Die studierte Ökonomin Wiegand, 42, Spezialistin für die Restrukturierung von Unternehmen, ist Deutschlands einzige Werftchefin, sieht man von der Geschäftsführerin ab, die Pella Shipyard nach der Übernahme bei Sietas einsetzte, die seither aber nicht mehr öffentlich in Erscheinung trat. In die ständigen Umstrukturierungen der deutschen Schiffbaubranche ist Wiegand seit 2003 involviert, zunächst bei ThyssenKrupp, wo sie 2007 die Führung von Nobiskrug übernahm. Den Aufbau der neuen Werftgruppe unter dem Dach von ADM begleitete sie seit 2009 von Beginn an – mit allen Härten, die das Werftgeschäft in Deutschland zu bieten hat: „Ich bin überhaupt nicht zufrieden mit den Bedingungen des Finanzmarktes für die Schiffbaubranche in Deutschland“, sagt sie in ihrem Büro bei Nobiskrug. „Die Banken gehen praktisch keine finanziellen Engagements mehr bei Werften ein. Wie soll ich meinem Gesellschafter da erklären, dass er künftig weiterhin am Standort Deutschland investieren soll?“

German Naval Yards soll auch Marineaufträge in Europa hereinholen

Die neue Dachgesellschaft German Naval Yards soll nicht nur die drei beteiligten Werften enger verzahnen, sondern sie zugleich stärker für internationale Akquisitionen öffnen, auch im Marinegeschäft, das national streng abgeschottet ist. „Durch unsere Schwesterwerft in Frankreich kommen wir in die Lage, in einer europäischen Logik zu denken und zu agieren. Wir verfolgen einen europäischen Ansatz“, sagt Wiegand. Zur Werftengruppe von ADM zählt auch Constructions Mécaniques de Normandie (CMN) im französischen Cherbourg, eine Werft, die Marineschiffe und Luxusyachten baut. Eine deutsch-französische Kooperation im Marineschiffbau kam in jüngerer Zeit nicht zustande, weil beide Länder ihre technologische Führungsrolle nicht preisgeben wollten. Diskussionen über eine „Maritime EADS“ analog zum europäischen Luftfahrtkonzern EADS/Airbus blieben Theorie.

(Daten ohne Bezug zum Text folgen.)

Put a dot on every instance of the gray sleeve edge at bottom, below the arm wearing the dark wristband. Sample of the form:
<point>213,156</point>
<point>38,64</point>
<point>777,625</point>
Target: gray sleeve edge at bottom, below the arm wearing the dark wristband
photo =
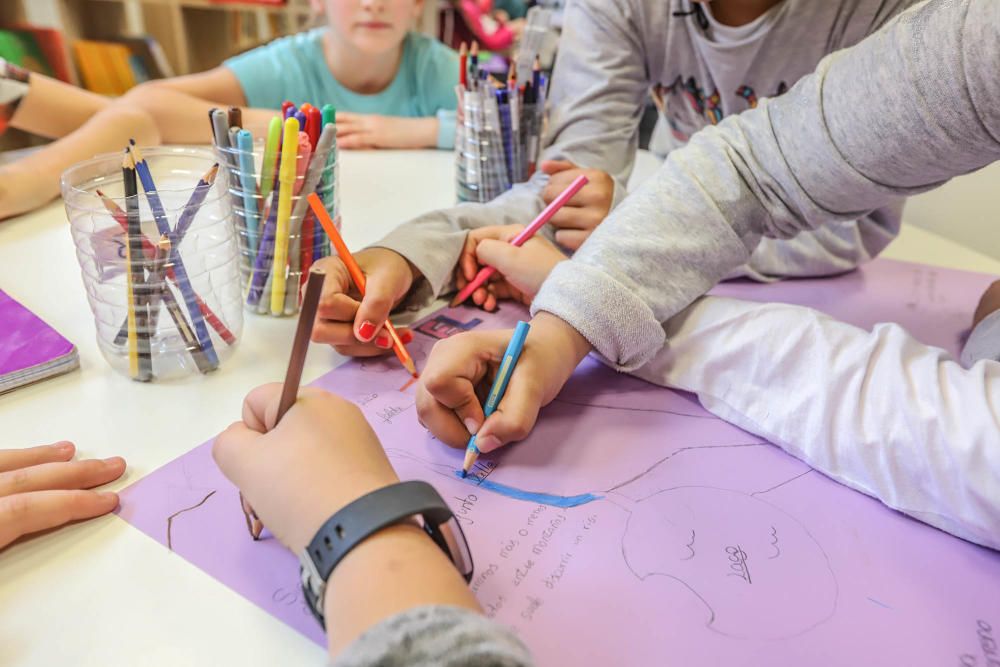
<point>438,636</point>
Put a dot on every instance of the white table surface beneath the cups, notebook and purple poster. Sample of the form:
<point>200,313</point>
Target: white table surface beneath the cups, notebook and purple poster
<point>102,593</point>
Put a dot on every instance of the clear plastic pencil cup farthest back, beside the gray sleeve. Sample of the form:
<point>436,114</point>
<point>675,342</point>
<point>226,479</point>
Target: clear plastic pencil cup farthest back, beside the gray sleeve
<point>491,151</point>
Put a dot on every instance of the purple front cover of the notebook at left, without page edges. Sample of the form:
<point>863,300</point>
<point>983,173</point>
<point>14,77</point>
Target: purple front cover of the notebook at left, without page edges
<point>25,340</point>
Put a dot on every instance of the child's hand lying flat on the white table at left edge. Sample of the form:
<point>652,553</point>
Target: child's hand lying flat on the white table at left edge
<point>42,488</point>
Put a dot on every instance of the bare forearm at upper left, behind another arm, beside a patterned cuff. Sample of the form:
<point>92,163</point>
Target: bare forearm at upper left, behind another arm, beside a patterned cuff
<point>53,108</point>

Eine Bündelung der Kräfte im deutschen Marineschiffbau war in den 2000er-Jahren auch das Hauptmotiv für den Aufbau der Werftengruppe TKMS, angesiedelt beim Industriekonzern ThyssenKrupp. Doch das Konzept ging nicht auf. ThyssenKrupp zog sich aus dem militärischen Schiffbau teilweise und aus dem zivilen komplett zurück, zuletzt im April mit der Ankündigung, die Marinewerft Kockums in Schweden verkaufen zu wollen. Als einzige Großwerft behält der Konzern das Unternehmen HDW in Kiel, Weltmarktführer beim Bau nicht atomar angetriebener U-Boote. Blohm+Voss gehört heute zum britischen Finanzinvestor Star Capital Partners. An der Elbe hofft man derzeit vor allem auf neue Aufträge und Impulse beim Bau von Superyachten. Zur neuen Konkurrenz von German Naval Yards, die in Schleswig-Holstein demnächst gestartet wird, äußerten sich ThyssenKrupp und Blohm+Voss auf Anfrage nicht.